La syringomielia es una enfermedad neurológica que ha cobrado importancia en los últimos años, especialmente tras ser difundida en documentales de renombre. Es especialmente común en los cachorros de Cavalier King Charles Spaniel, donde prácticas irresponsables de cría han aumentado su prevalencia.
Sin embargo, la syringomielia no afecta únicamente a los Cavalier King Charles Spaniels. Esta condición no contagiosa, causada por una conformación anatómica en lugar de una enfermedad infecciosa, puede afectar a perros de distintas razas, especialmente las de tamaño pequeño. A menudo se hereda al mantener líneas de cría con conformaciones craneales y cerebrales particulares.
La syringomielia ocurre cuando se forman cavidades llenas de líquido, llamadas siringes, dentro de la médula espinal. Esto suele originarse por una malformación conocida como malformación tipo Chiari, caracterizada por un desajuste entre el tamaño del cerebro y el del cráneo, lo que provoca una obstrucción del flujo del líquido cerebroespinal en la base del cráneo.
Esta condición es congénita y más frecuente en razas pequeñas debido a su estructura craneal. La syringomielia es progresiva y puede causar dolor intenso, cefaleas, rigidez en cuello, espalda y extremidades, además de debilidad o entumecimiento. En casos graves, puede afectar el control de vejiga o intestinos, la regulación de la temperatura corporal y ocasionar sobrecalentamiento.
Por su naturaleza crónica y dolorosa, los perros afectados no deben utilizarse en reproducción para evitar transmitir esta patología.
Los perros con syringomielia suelen mostrar signos evidentes de malestar.

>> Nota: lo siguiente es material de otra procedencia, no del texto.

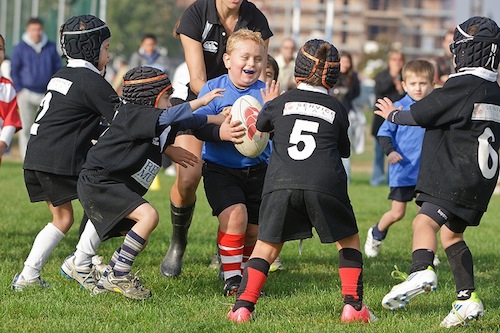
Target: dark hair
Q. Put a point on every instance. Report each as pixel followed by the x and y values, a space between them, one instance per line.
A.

Pueden mostrar sensibilidad o rechazo al tacto en la cabeza y cuello, mostrar reticencia a llevar collar o correa, y reaccionar a la defensa cuando se les acerca a esas zonas.
El dolor puede aumentar con la exposición a temperaturas extremas o después del descanso, ya que ciertas posturas para dormir pueden agravar el malestar. Un perro que duerme con la cabeza elevada sin motivo aparente puede ser indicativo de syringomielia.

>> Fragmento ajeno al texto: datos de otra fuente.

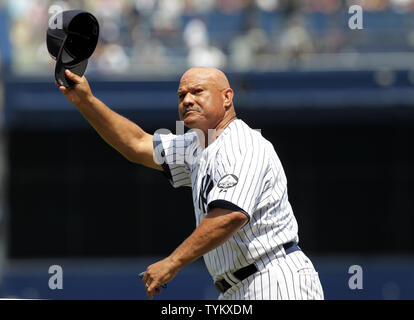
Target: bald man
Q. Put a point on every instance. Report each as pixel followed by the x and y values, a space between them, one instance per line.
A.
pixel 246 230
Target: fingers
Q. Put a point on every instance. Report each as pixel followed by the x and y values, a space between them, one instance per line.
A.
pixel 74 77
pixel 150 286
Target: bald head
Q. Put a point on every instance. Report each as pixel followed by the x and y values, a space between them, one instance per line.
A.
pixel 216 76
pixel 205 99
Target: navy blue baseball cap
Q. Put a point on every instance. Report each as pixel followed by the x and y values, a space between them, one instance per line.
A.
pixel 72 44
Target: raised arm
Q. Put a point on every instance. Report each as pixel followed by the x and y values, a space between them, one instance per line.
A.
pixel 122 134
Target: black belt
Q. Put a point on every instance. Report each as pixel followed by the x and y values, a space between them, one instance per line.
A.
pixel 241 274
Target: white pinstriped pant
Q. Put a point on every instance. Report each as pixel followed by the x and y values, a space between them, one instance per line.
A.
pixel 291 278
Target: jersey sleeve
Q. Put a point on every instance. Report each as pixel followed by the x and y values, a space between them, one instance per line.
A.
pixel 173 153
pixel 238 180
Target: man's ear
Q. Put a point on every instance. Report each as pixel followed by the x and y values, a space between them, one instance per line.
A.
pixel 228 98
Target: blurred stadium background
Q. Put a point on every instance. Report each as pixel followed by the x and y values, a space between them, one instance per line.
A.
pixel 338 105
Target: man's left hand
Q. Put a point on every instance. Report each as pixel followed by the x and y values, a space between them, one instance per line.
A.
pixel 158 274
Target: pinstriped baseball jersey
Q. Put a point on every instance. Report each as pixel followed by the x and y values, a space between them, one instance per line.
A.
pixel 240 170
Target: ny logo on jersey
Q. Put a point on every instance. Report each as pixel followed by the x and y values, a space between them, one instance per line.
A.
pixel 206 186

A menudo, los perros rascan o se frotan la cabeza o cuello, frecuentemente en un solo lado. Los casos avanzados pueden mostrar signos neurológicos como dificultades para caminar, debilidad o temblores en extremidades, sordera o parálisis nerviosa.
En caso de sospecha, la evaluación veterinaria mediante Resonancia Magnética (RM) es la prueba de referencia para el diagnóstico. La RM visualiza las siringes y ayuda a identificar malformaciones estructurales subyacentes como la malformación tipo Chiari.
Dado que el equipo de RM es costoso y no está disponible en todas las clínicas veterinarias, puede ser necesario derivar a centros especializados, lo que implica un coste considerable.
La RM también es útil para que los criadores determinen si un perro es apto para la reproducción sin riesgo elevado de transmitir la enfermedad.
El tratamiento depende de la gravedad y se centra principalmente en manejar los síntomas y mejorar la calidad de vida.
La syringomielia no tiene cura definitiva, pero sus síntomas pueden controlarse. Su impacto varía desde molestias leves hasta graves deterioros neurológicos. En algunos casos, si el dolor es insoportable y la calidad de vida baja, puede considerarse la eutanasia humanitaria.
Propietarios y criadores deben asegurarse de no criar perros afectados o susceptibles para evitar más sufrimiento.
Si tienes dudas sobre la syringomielia en tu perro o en uno que planeas adoptar, consulta con un veterinario cuanto antes para obtener diagnóstico y asesoramiento.